All in all, the chosen project for using Foursquare API could not provide such an extensive scope a assumed at first. Nevertheless, by analyzing the current situation of the crowded greek restaurants, interesting insights could be won. A hypothesis has to be stated that by the course of the current COVID-19 pandemia, a possible reason for the low density of greek restaurants can be found. This goes for the time of working on this report in March 2021. This hypothesis is in so far interesting, as the author of this report expected by far more greek restaurants in the center of the city of Mannheim when starting this final capstone project. 

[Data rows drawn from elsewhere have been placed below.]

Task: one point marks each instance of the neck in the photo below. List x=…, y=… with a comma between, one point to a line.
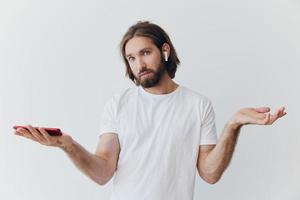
x=166, y=85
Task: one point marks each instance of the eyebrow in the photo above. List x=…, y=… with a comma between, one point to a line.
x=142, y=50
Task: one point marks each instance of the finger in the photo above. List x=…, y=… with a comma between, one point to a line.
x=25, y=133
x=267, y=119
x=37, y=135
x=262, y=109
x=45, y=134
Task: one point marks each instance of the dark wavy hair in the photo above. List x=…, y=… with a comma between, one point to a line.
x=158, y=36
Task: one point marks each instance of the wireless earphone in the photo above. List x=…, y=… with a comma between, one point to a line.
x=166, y=56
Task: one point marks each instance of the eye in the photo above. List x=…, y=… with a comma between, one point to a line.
x=146, y=53
x=130, y=59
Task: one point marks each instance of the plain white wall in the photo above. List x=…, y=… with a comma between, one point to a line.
x=59, y=64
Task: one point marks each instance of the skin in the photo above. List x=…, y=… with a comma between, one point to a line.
x=144, y=56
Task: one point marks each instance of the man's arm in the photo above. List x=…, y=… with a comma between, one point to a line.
x=214, y=159
x=100, y=166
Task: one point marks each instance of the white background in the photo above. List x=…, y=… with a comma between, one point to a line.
x=59, y=64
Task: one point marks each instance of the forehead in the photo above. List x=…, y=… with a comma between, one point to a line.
x=137, y=43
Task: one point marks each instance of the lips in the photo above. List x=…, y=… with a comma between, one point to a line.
x=144, y=73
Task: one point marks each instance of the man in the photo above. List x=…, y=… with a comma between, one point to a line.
x=154, y=137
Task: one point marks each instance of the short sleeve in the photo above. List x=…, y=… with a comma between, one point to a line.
x=208, y=126
x=108, y=121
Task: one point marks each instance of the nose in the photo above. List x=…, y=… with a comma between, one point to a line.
x=140, y=64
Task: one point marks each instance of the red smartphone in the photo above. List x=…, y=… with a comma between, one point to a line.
x=50, y=131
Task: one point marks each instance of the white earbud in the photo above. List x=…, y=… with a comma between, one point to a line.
x=166, y=56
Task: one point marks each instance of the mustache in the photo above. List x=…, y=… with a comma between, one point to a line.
x=145, y=70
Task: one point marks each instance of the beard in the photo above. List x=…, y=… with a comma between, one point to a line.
x=152, y=78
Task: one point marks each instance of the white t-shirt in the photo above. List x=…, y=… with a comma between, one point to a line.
x=159, y=137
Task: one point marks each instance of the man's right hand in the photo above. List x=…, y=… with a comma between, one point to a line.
x=41, y=136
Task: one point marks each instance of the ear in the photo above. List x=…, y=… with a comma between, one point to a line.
x=166, y=48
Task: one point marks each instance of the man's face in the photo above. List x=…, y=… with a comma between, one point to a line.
x=145, y=61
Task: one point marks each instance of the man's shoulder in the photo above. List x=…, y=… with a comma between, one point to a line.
x=124, y=94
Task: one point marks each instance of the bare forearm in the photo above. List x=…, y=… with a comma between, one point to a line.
x=91, y=165
x=219, y=158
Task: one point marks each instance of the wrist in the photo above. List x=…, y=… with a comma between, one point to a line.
x=68, y=146
x=234, y=125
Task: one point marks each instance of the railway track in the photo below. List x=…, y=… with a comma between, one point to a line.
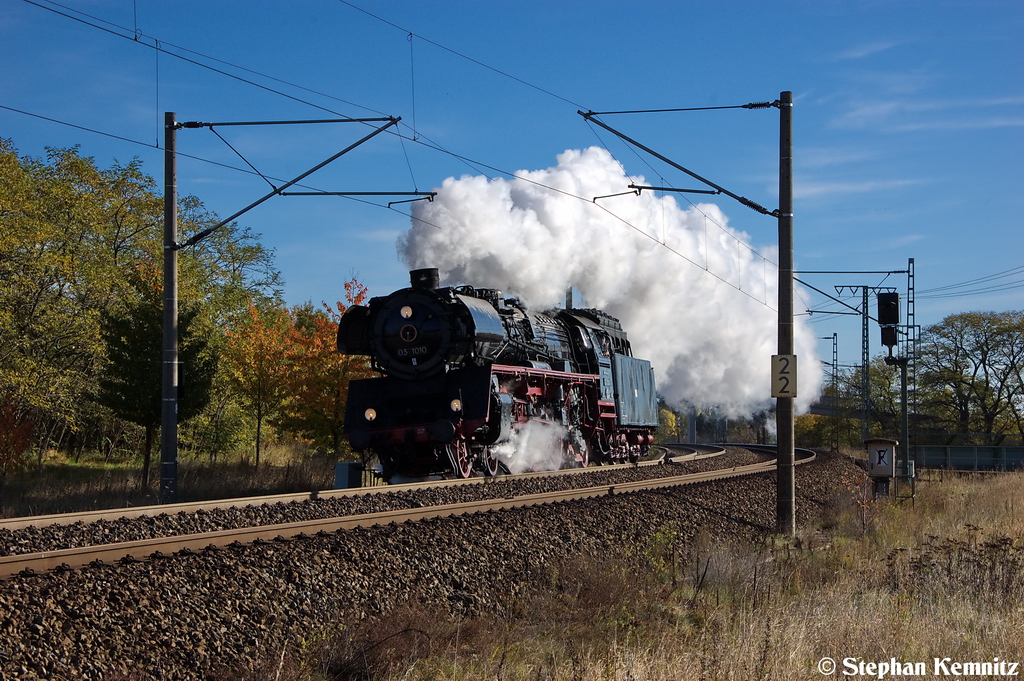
x=682, y=453
x=165, y=546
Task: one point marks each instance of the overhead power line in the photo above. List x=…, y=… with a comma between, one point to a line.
x=161, y=45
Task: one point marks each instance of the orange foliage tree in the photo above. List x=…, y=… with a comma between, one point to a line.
x=255, y=356
x=317, y=374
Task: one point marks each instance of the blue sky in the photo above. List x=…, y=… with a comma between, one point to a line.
x=908, y=122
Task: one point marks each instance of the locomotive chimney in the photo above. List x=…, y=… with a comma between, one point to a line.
x=425, y=279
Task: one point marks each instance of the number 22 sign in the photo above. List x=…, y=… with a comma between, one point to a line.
x=783, y=376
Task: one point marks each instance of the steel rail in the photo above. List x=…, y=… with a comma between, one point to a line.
x=162, y=547
x=696, y=451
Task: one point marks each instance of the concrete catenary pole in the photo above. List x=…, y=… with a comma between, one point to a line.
x=786, y=492
x=169, y=389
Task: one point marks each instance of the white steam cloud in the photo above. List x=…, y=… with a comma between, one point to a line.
x=537, y=445
x=691, y=295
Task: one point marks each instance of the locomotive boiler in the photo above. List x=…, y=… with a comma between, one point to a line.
x=465, y=370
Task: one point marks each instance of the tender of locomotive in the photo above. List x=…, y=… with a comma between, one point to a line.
x=464, y=369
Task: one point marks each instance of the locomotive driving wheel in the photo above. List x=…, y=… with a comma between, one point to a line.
x=462, y=464
x=488, y=462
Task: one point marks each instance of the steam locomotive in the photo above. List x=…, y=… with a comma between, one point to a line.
x=465, y=371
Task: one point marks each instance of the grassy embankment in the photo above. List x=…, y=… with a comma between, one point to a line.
x=93, y=481
x=941, y=578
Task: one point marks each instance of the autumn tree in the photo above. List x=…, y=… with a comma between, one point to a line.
x=131, y=385
x=71, y=232
x=254, y=356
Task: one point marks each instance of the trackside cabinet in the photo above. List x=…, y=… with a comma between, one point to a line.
x=881, y=462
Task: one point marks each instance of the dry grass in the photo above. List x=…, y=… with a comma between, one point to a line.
x=940, y=578
x=64, y=485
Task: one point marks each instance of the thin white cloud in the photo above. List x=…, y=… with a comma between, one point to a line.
x=379, y=235
x=811, y=188
x=867, y=49
x=905, y=114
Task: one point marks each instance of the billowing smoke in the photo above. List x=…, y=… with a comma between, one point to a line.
x=538, y=445
x=690, y=293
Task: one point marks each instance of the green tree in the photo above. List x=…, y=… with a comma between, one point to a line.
x=971, y=372
x=71, y=232
x=131, y=386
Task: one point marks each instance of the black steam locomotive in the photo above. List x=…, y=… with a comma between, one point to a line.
x=465, y=369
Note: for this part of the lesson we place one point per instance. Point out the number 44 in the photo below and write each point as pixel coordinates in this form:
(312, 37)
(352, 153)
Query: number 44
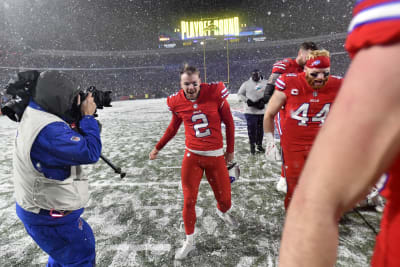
(300, 114)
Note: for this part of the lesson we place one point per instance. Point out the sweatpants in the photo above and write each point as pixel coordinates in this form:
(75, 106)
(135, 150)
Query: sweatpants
(69, 240)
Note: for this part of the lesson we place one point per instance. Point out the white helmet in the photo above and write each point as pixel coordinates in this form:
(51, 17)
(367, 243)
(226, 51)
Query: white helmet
(234, 171)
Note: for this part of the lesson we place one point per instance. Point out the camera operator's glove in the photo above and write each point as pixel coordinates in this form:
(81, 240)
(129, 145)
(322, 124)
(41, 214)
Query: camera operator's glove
(260, 104)
(270, 147)
(250, 103)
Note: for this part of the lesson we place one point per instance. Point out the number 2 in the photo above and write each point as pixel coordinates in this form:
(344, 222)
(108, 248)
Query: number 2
(199, 127)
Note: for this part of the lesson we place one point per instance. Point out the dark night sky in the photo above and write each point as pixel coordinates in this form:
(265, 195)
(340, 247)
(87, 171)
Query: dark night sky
(135, 24)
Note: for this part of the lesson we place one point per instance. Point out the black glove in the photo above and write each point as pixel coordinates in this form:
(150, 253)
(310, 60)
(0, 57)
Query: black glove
(260, 104)
(250, 103)
(269, 90)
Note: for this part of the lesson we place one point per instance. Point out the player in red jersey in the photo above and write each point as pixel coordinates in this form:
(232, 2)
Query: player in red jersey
(287, 65)
(358, 143)
(306, 98)
(201, 108)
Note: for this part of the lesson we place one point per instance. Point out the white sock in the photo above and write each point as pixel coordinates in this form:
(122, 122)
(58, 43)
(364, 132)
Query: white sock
(190, 238)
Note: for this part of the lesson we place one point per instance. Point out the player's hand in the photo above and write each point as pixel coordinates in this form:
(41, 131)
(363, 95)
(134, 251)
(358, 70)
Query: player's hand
(270, 147)
(229, 157)
(250, 103)
(153, 154)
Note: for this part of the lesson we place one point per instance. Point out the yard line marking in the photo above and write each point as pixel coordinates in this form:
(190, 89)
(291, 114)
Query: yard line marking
(177, 183)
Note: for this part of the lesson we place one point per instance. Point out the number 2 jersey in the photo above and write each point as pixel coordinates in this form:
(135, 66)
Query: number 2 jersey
(377, 22)
(202, 120)
(305, 109)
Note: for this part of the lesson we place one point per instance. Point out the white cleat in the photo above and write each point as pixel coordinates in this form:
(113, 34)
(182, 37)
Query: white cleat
(281, 185)
(228, 219)
(183, 252)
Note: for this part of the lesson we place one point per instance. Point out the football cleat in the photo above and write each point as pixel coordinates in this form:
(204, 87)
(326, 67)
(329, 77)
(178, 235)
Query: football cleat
(281, 185)
(187, 247)
(234, 171)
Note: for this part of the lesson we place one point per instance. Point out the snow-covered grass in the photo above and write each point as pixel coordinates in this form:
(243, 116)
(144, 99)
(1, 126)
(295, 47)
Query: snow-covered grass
(137, 220)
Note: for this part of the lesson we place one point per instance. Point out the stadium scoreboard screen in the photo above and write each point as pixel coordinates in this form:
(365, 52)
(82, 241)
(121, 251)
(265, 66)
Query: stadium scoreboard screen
(212, 27)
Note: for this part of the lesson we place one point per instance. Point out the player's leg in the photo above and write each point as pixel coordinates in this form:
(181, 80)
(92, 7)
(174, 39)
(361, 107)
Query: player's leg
(191, 175)
(294, 163)
(252, 131)
(260, 133)
(218, 178)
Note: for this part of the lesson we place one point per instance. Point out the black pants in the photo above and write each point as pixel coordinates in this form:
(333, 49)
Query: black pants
(255, 128)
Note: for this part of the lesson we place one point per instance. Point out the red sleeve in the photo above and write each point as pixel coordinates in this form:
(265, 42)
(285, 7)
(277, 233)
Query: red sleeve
(171, 131)
(280, 83)
(227, 119)
(373, 23)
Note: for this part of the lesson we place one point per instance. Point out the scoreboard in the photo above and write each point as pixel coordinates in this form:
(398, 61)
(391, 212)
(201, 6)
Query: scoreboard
(215, 27)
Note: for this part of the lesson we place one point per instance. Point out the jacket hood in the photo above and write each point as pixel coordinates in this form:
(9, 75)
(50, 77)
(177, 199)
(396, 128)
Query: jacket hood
(55, 92)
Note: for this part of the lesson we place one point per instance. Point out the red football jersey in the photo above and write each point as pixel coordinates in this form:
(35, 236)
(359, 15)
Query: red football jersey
(201, 117)
(305, 109)
(287, 65)
(377, 22)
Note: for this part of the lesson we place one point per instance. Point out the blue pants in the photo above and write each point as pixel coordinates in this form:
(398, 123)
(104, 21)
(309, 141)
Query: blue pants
(255, 128)
(69, 241)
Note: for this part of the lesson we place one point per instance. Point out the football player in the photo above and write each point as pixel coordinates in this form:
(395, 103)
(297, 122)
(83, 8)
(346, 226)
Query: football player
(287, 65)
(201, 107)
(307, 98)
(359, 142)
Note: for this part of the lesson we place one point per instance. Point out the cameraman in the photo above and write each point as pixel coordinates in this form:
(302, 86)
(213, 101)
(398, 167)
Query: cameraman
(252, 93)
(50, 187)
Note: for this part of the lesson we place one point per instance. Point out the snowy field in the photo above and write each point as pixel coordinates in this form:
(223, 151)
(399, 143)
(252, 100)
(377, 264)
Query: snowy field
(137, 220)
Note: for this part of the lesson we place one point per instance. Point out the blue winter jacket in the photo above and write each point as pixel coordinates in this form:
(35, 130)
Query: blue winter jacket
(57, 147)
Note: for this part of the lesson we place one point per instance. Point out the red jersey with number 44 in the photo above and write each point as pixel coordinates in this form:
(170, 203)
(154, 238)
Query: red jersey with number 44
(306, 108)
(201, 117)
(377, 22)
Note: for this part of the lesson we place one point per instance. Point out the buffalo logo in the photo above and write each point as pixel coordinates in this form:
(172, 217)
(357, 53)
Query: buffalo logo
(75, 138)
(294, 91)
(316, 63)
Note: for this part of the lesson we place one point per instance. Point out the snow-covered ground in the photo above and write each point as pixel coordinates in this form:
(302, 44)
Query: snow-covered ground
(137, 220)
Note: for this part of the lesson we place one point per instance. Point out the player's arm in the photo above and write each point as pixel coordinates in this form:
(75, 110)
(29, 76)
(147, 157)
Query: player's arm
(168, 135)
(276, 102)
(269, 89)
(355, 146)
(227, 119)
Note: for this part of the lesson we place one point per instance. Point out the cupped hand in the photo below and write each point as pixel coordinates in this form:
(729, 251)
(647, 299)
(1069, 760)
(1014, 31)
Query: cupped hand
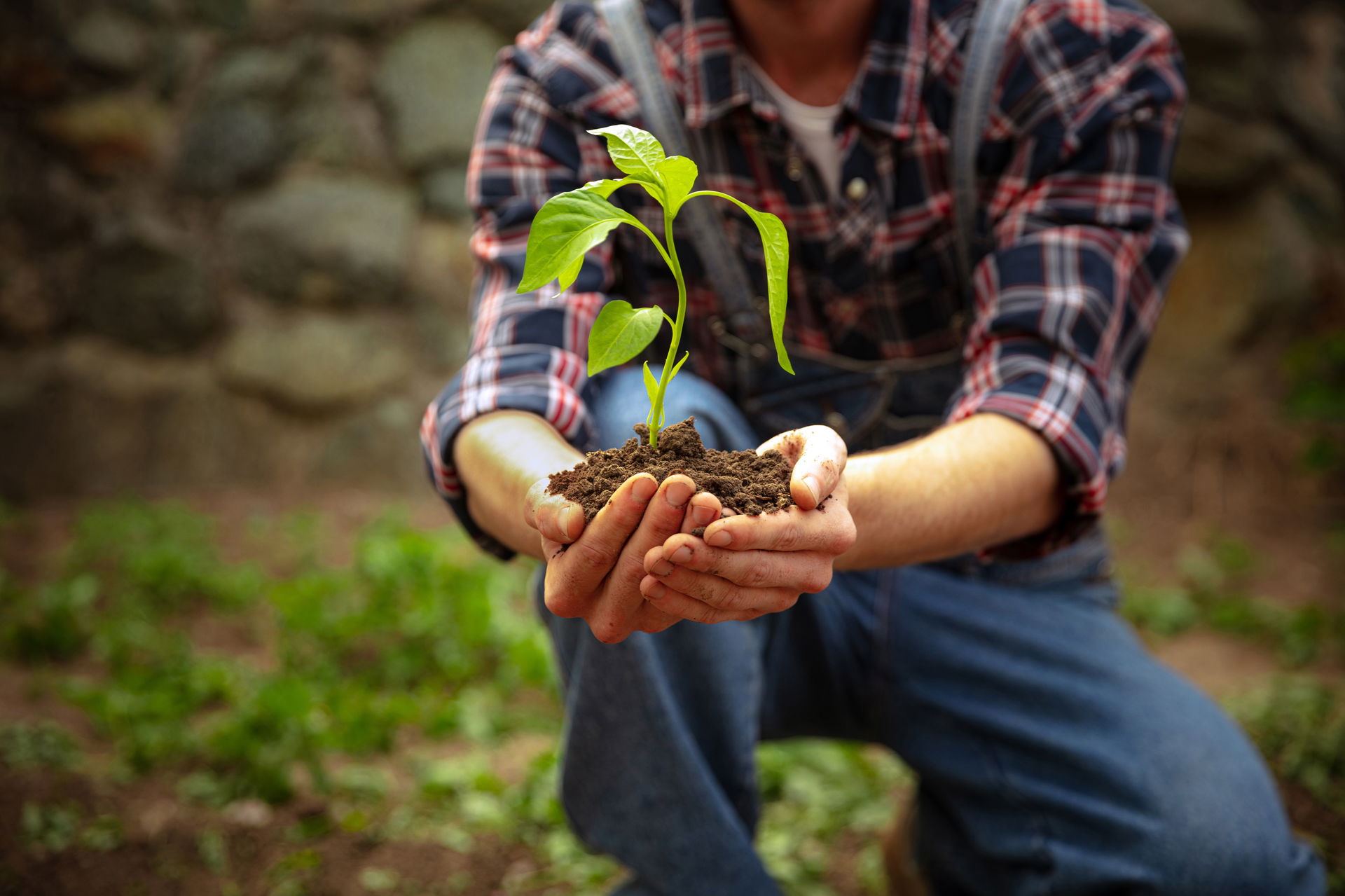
(593, 571)
(745, 567)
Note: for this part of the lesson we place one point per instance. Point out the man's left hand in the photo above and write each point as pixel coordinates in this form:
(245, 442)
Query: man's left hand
(747, 567)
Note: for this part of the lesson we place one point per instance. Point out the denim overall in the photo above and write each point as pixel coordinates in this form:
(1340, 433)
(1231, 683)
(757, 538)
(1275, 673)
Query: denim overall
(1055, 755)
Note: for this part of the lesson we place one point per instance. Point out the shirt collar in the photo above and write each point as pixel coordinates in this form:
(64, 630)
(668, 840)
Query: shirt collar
(885, 93)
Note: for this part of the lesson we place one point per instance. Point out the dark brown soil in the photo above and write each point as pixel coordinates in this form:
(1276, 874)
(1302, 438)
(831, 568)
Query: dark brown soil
(743, 481)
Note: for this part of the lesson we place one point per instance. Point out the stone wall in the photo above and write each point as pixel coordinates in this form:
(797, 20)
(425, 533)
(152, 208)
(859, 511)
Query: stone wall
(233, 232)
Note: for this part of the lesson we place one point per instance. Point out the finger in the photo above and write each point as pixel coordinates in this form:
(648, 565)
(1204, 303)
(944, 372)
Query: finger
(560, 520)
(723, 593)
(662, 520)
(684, 607)
(552, 516)
(622, 599)
(818, 455)
(802, 571)
(790, 529)
(703, 511)
(653, 621)
(593, 555)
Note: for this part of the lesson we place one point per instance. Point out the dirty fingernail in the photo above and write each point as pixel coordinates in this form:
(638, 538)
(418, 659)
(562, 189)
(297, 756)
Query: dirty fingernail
(678, 494)
(815, 488)
(644, 489)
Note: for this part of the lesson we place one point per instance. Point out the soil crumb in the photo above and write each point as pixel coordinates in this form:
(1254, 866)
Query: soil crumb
(743, 481)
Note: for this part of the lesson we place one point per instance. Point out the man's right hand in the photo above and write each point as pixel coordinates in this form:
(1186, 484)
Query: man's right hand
(593, 572)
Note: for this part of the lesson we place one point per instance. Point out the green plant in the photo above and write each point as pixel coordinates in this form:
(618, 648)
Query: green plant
(1299, 726)
(571, 223)
(39, 745)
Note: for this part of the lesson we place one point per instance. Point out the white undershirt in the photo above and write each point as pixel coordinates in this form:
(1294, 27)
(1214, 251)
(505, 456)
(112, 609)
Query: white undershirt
(810, 125)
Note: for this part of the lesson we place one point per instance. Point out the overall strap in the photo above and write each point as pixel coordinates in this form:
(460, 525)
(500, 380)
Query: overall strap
(633, 45)
(991, 30)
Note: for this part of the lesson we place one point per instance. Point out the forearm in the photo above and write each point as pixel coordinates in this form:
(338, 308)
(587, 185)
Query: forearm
(498, 457)
(981, 482)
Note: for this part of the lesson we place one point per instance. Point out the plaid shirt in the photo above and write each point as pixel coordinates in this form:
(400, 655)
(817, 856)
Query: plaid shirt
(1075, 190)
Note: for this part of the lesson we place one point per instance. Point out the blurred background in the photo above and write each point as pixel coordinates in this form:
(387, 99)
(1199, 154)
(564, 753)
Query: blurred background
(241, 647)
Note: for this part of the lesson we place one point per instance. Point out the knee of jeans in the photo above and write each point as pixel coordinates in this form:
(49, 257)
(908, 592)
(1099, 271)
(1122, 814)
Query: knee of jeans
(1239, 850)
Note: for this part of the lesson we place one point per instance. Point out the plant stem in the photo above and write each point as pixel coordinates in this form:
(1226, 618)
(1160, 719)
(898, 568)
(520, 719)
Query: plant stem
(666, 374)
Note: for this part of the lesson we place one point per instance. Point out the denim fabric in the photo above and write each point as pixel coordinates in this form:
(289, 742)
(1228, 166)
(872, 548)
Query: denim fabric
(1055, 754)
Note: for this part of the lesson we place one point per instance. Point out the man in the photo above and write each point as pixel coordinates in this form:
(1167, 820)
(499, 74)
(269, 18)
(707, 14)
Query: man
(957, 602)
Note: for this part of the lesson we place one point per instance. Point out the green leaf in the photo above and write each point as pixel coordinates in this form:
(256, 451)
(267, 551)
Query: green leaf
(678, 175)
(651, 385)
(621, 333)
(651, 389)
(568, 276)
(678, 365)
(634, 152)
(776, 242)
(605, 187)
(564, 229)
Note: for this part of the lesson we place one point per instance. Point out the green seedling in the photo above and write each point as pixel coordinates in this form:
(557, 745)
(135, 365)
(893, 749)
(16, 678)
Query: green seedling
(573, 222)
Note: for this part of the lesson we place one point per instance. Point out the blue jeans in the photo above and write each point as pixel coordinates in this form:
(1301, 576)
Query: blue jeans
(1055, 754)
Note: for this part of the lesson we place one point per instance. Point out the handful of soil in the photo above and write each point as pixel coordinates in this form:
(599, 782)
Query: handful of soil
(743, 481)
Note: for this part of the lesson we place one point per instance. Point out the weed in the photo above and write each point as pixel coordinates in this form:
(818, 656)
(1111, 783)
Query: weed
(42, 744)
(1299, 726)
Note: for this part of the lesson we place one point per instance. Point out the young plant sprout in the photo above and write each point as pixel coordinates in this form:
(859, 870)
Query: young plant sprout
(573, 222)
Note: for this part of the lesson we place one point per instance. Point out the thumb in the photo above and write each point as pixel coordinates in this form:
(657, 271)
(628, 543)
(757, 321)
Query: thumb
(818, 455)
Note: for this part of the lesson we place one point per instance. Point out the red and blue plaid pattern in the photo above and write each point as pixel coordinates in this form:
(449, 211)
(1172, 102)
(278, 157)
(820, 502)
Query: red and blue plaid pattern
(1075, 188)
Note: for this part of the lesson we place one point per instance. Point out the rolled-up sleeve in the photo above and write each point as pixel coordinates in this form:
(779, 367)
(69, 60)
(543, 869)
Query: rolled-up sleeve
(1086, 240)
(527, 350)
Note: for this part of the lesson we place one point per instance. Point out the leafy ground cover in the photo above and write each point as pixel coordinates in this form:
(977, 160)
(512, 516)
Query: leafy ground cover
(174, 722)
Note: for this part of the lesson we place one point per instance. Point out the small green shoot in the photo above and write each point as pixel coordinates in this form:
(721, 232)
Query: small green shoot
(573, 222)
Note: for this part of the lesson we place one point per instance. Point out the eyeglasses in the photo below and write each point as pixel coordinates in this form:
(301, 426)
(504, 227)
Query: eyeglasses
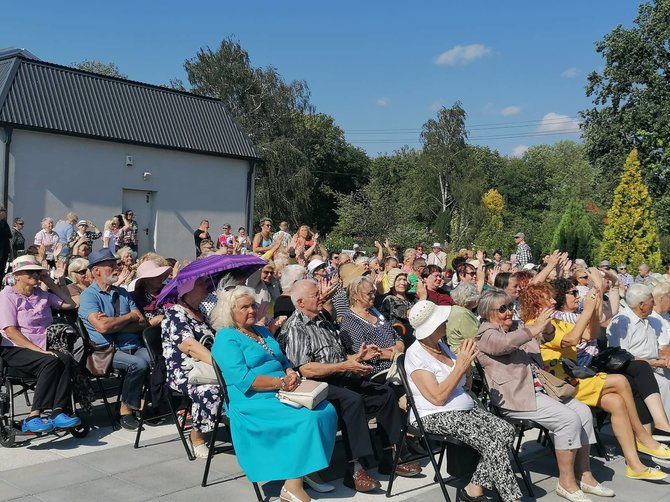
(509, 307)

## Conclusion <a name="conclusion"></a>

Purpose of this project was to identify Mannheim spots close to center with low density of greek restaurants in order to aid the main stakeholder in narrowing down the search for optimal location for a new greek restaurant. By calculating restaurant density distribution from Foursquare data at first the current distribution of greek restaurants is identified. Accordingly, the distance of each restaurant to the center was calculated, whereas four greek restaurants can be found in an area of a radius of 2 km around the city center. Those four restaurants can be clustered in two different clusters, as two restaurants are located very close to the center and two are both located quite far from the center of Mannheim. Therefore, a zone for good spots can be concluded and are presented to the stakeholder as possible good spots for opening a new greek restaurant. This zone starts with a radius of 255 m around the Paradeplatz and reaches to the average distance of all four greek restaurants from the center, which makes a radius of 881 m. 

The final decision for an optimal restaurant location will be made by the main stakeholder based on his specific desires a good spot. To assist this decision, a spot southly of the city center is recommended as the two greek restaurants near the center are a little bit northly of the Paradeplatz.